Após
a entrada em Jerusalém, dita triunfal, o filho unigênito, segundo a narrativa de Mateus, XXI, vv. 18-22, Marcos, XI, vv. 12-14,
e Lucas, XIII, vv. 6-9, aproveita um momento, em face de uma figueira, à qual
se dirigira por ter fome, e do fato de não haver na árvore o fruto, retira uma
ilação moral edificante, à frente dos discípulos. Mateus fala em figueira que secou no mesmo instante; Marcos, em
figueira que secara até à raiz, o que foi visto pelos discípulos, quando, na
manhã seguinte às palavras do Rabi, passaram pelo local.

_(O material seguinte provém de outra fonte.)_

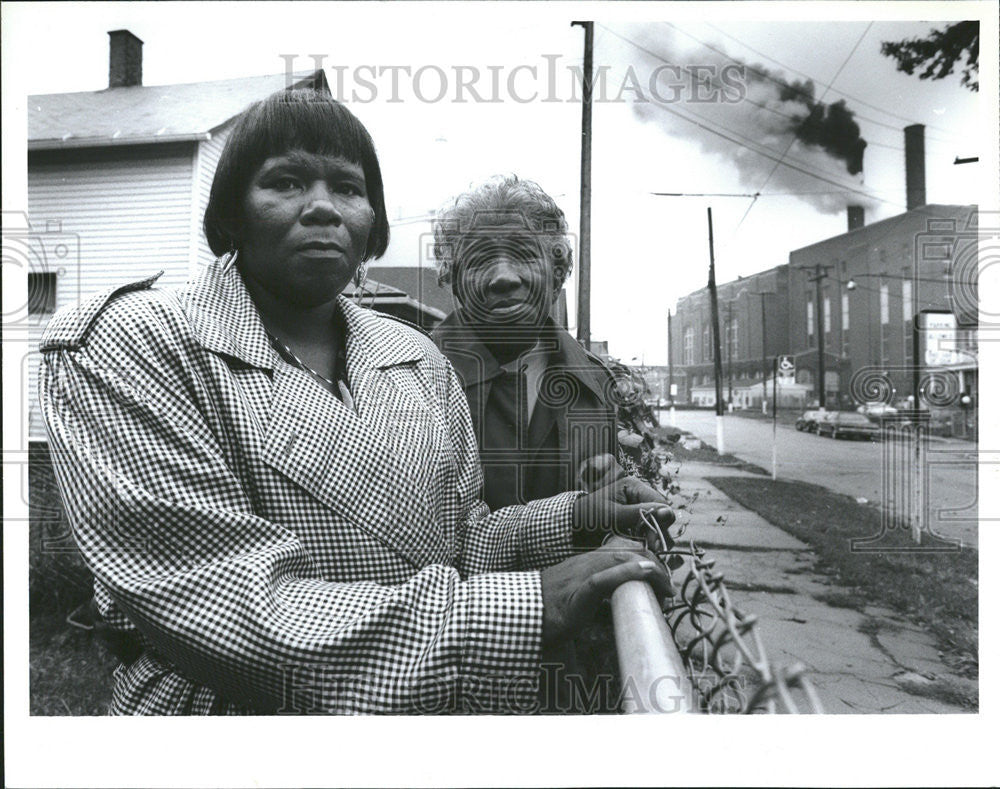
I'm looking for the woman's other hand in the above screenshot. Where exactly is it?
[541,544,675,646]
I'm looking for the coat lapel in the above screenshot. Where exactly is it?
[186,265,450,567]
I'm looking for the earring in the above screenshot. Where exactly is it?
[222,247,240,274]
[354,261,368,290]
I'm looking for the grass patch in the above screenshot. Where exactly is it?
[709,477,979,677]
[28,614,118,715]
[652,427,770,474]
[896,677,979,710]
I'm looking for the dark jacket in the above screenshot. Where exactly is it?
[431,312,619,509]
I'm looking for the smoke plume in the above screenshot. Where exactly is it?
[622,26,871,213]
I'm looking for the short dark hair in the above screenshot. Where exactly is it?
[204,90,389,260]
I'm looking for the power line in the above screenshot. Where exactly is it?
[640,94,903,207]
[700,22,957,142]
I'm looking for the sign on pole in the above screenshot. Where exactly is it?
[778,356,795,386]
[917,310,962,367]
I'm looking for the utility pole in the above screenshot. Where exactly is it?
[708,206,726,455]
[748,290,774,414]
[570,22,594,351]
[667,310,676,426]
[726,299,736,412]
[809,263,830,411]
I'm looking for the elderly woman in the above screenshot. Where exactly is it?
[41,87,668,714]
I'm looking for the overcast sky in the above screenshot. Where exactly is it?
[3,3,996,364]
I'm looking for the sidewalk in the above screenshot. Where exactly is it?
[671,462,976,713]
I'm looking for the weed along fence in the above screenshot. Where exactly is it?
[611,510,823,714]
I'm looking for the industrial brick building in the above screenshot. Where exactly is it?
[670,125,979,436]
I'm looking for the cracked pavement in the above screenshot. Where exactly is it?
[671,462,978,714]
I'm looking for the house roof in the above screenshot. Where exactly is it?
[28,70,329,150]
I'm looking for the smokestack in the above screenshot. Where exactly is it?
[108,30,142,88]
[903,123,927,211]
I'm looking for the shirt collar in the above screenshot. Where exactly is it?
[181,261,424,370]
[433,310,612,402]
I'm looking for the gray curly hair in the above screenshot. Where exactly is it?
[434,175,573,289]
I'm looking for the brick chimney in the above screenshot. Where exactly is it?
[108,30,142,88]
[903,123,927,211]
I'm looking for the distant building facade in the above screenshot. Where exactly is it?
[670,265,789,408]
[671,205,979,436]
[788,205,978,432]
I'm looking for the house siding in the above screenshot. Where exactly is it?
[27,144,193,440]
[191,124,232,273]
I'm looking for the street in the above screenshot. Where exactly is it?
[660,410,981,547]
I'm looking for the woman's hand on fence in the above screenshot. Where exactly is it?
[541,544,676,646]
[573,468,674,548]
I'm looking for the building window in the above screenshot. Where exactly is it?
[840,291,851,356]
[903,279,913,364]
[28,271,56,315]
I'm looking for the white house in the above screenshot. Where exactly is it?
[21,30,444,440]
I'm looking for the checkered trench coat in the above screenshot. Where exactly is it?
[40,263,579,714]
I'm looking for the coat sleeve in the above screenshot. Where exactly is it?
[40,300,542,712]
[445,360,582,576]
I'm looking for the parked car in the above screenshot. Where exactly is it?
[795,411,822,433]
[858,403,899,422]
[816,411,882,439]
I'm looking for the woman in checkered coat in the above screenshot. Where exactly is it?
[41,92,668,714]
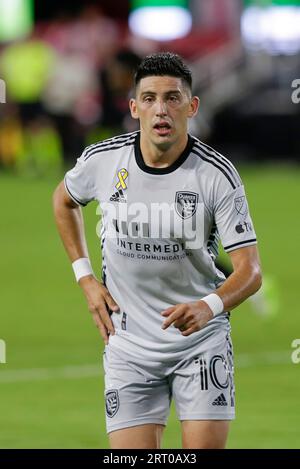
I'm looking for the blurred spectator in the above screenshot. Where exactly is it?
[100,50,141,133]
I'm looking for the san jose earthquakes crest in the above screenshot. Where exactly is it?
[175,191,199,219]
[105,389,120,418]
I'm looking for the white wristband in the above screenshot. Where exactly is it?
[201,293,224,316]
[72,257,94,282]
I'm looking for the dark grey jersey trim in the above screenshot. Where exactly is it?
[84,139,135,161]
[83,131,138,159]
[192,147,238,189]
[64,178,87,207]
[195,140,243,187]
[224,238,257,251]
[134,134,194,174]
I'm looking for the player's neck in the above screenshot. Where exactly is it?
[140,135,188,168]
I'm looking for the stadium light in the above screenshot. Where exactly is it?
[241,0,300,55]
[129,0,192,41]
[0,0,33,42]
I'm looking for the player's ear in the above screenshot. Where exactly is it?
[188,96,200,117]
[129,98,139,119]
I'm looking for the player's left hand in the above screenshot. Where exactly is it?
[161,300,213,336]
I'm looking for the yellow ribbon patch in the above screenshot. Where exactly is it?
[115,168,128,190]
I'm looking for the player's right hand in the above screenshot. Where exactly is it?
[79,275,119,345]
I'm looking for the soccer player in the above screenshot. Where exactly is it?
[54,53,261,448]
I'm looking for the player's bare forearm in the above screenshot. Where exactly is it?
[53,182,88,262]
[161,246,261,336]
[216,246,262,311]
[53,182,119,344]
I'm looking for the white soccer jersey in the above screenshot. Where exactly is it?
[65,132,256,361]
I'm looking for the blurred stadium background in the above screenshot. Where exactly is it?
[0,0,300,448]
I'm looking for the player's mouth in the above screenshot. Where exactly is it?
[153,121,172,137]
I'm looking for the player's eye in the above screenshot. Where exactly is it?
[143,96,153,103]
[168,95,179,103]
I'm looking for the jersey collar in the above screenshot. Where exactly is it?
[134,132,194,174]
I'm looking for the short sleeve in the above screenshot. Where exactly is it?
[214,185,257,252]
[64,152,96,206]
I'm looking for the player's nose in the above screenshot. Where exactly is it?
[156,99,167,116]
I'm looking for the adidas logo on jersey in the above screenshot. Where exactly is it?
[212,393,228,406]
[109,189,126,202]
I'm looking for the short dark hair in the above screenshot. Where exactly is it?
[134,52,192,90]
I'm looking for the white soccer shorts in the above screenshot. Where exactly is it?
[104,334,235,433]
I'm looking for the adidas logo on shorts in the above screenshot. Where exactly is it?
[212,393,228,406]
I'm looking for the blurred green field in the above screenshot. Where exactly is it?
[0,166,300,448]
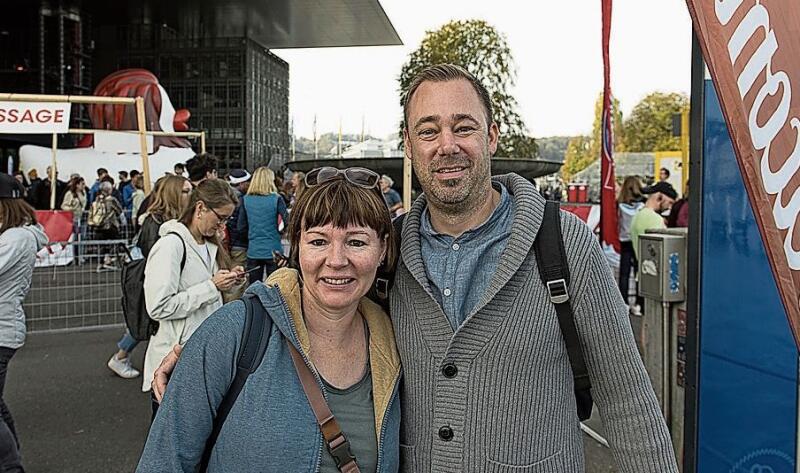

Lucas, por sua vez,
prefere falar em figueira estéril, e coloca o evento como uma parábola que
Jesus teria contado, tendo como personagens o Senhor da Vinha e o Vinhateiro,
sendo que este, ao ouvir do Senhor da Vinha que a árvore deveria ser cortada,
porque há três anos não dava frutos, e estaria cansando a terra, replicara:
-
"Senhor, deixa-a ficar por este ano,
e, enquanto o tempo corre, cavarei em sua volta e a adubarei, para ver se,
assim, dará fruto; e, se não acontecer isso, então a cortas."
A
Bíblia de Jerusalém diz-nos que "o
episódio da figueira que secou é um ato de severidade; Lucas preferiu esta
parábola sobre a paciência." Aduz, ainda mais, que os três anos,
referidos na resposta dada ao Senhor da Vinha, bem poderiam significar a
duração do ministério público de Jesus, num raciocínio altamente filosófico,
conforme as bases do Evangelho Quarto. Este ponto, para o entendimento do
Evangelho, vem a ser de somenos. Mas a diferença entre Mateus, Marcos e Lucas é bastante interessante, mesmo porque a Boa
Nova não se esgota numa apreciação superficial. Talvez seja Mateus o mais apto a apresentar
observações percucientes em torno dos fenômenos que ocorreram quando da
passagem do Senhor por sobre a Terra. Marcos,
por outro lado, apresenta características de historicidade, uma vez que se
preocupa, por vezes, em explicar à posteridade o posicionamento temporal dos
fatos: isso é puramente História. Já Lucas,
o bom Lucas, o médico grego que, junto a Paulo de Tarso, tinha livre trânsito
por todo o Império Romano, observa, em sua narrativa, o caráter de
transcendentalismo do artista, optando por uma parábola. Não obstante, o ensino
vem a ser o mesmo.
A
figueira secando no mesmo momento diz mais da maturidade de Mateus, do senso agudo de observação
próprio a alguns homens vividos, que têm olhos de ver. O episódio como o narra Marcos comporta dupla interpretação:
a)
a figueira secou no mesmo instante, conforme consta de Mateus. Marcos, porém, que nos deu um Evangelho segundo a narrativa
de Simão Pedro, ou por omissão particularista do pescador de almas ou porque não
tenha ele mesmo (Marcos) presenciado
ao episódio, não registrou o evento no momento mesmo em que se desdobrava;
b)
a figueira secou nas horas que se seguiram, de forma que só foi o fenômeno
notado na manhã seguinte, quando os discípulos retornaram ao local, com o que
deveremos interpretar a atitude de Mateus
não como precisão, mas como hipérbole.
Apenas
como curiosidade em torno dos ensinamentos da Boa Nova do Reino, que permanecem
inalterados, convém mencionar que os estudiosos cristãos atribuem a Mateus todos os pontos "a
mais" que aqui recordamos. Fica registrado o fato.
***
O
que se segue, tanto nas dissertações de Mateus,
XXI, vv. 23-32, Marcos, XI, vv.
27-33, quanto nos escritos do médico que Paulo
fora buscar em Filipos, no ano de 56, é a resposta do Senhor aos príncipes dos
sacerdotes, aos escribas e aos anciãos do povo. Todos eles, fazendo pouco caso das coisas do céu,
procurando tolamente julgá-las segundo os padrões que a efígie de César
personificava como da Terra, na lição da moeda, teimavam em tentar aprisionar o
Mestre em algum contra senso, como se fosse possível pilhá-lo em incoerências
ou contradições. (1)
(1) Mateus fala em "tendo vindo ao templo e estando a ensinar"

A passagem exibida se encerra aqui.